Eleni Efstathiou, MD, PhD of the University of Texas MD Anderson Cancer Center, Houston, Texas, TX, provides an overview of the Phase II trial of leuprolide acetate (LHRHa) and abiraterone acetate with or without ENZA (neoadjuvant enzalutamide) in high-risk prostate cancer (NCT01946165). Dr Efstathiou explains that the trial should not be considered as an independent trial, but as one in a series of companion trials. She explains that novel agents that are available from the more advanced disease settings, to explore what may be happening at a tumor micro-environment level, and treating patients and sampling their cancers. This was done in the metastatic castrate-resistant prostate cancer, looking at the bone micro-environment in the past years.
She further discusses the presentation regarding the first trial of the neoadjuvant comparing the combination of the approved drugs abiraterone acetate and enzalutamide vs. abiraterone acetate combined with LHRHa in men with a high risk, localized disease.
Dr Efstathiou explains that with all the new guidelines coming forth, even if these male patients get a prostatectomy, or even if they follow the approach of a combination of both radiation and LHRH for 2-3 years, there will be a very significant subset of these men who will relapse.
She further explains that this trial addressed the unmet need set out above. She reflects on the talks last year, where the use of abiraterone plus LHRHa was suggested to be a good idea for new adjuvant treatment for these men given that it induces hydroreduction. Now, researchers are looking for an even better readout with a combination. She proceeds to explain that the abiraterone with LHRHs combination worked better than the 3-drug combination. At that point, the question asked was ‘Was there a drug-drug interaction?’. However, there was no indication of this.
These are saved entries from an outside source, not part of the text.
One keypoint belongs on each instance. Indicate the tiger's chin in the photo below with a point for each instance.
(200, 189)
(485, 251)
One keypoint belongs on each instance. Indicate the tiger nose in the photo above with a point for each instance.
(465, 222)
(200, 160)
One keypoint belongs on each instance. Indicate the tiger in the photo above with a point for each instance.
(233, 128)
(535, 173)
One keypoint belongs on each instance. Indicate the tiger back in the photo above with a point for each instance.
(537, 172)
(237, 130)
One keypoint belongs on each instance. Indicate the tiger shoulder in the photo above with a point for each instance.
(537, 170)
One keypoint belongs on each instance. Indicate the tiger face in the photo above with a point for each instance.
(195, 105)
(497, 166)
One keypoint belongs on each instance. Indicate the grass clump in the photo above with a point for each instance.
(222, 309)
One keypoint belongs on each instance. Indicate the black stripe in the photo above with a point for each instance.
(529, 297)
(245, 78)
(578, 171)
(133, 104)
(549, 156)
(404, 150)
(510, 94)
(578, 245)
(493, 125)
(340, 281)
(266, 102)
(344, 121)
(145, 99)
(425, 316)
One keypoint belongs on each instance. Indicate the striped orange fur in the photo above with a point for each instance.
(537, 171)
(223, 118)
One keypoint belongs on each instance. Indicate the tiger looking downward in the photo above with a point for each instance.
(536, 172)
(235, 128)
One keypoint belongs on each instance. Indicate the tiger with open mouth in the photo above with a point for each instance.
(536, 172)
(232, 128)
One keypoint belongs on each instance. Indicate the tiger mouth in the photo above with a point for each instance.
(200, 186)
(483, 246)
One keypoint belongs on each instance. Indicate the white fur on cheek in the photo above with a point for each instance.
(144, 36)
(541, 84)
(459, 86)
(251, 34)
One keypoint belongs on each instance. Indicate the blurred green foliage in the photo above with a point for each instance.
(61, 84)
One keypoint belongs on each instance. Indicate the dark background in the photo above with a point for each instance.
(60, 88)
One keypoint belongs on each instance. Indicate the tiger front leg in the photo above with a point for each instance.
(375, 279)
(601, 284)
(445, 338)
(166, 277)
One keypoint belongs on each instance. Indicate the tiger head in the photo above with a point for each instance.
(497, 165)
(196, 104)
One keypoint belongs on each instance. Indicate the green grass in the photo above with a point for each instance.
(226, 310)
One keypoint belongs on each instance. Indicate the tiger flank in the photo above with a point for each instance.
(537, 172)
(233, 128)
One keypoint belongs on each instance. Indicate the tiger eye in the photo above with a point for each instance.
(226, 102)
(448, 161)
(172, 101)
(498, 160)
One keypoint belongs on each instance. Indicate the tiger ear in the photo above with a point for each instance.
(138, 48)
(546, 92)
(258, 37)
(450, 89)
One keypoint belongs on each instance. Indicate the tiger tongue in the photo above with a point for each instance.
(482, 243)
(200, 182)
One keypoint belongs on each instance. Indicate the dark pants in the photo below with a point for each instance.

Following this, she explains that markers were then studied. In the 3-drug combination, more of the potential markers for primary resistance were found. Finally, all the cancers that seemed to be resisting the treatment were then studied; this analysis showed that there was an association with phosphatase and tensin homolog (PTEN) loss that had also been reported pre-clinically. This trial therefore proved to be very informative in finding out what is happening at the tumor micro-environment level.
Recorded at the 2016 Annual Meeting of the American Society of Clinical Oncology (ASCO), held in Chicago, IL.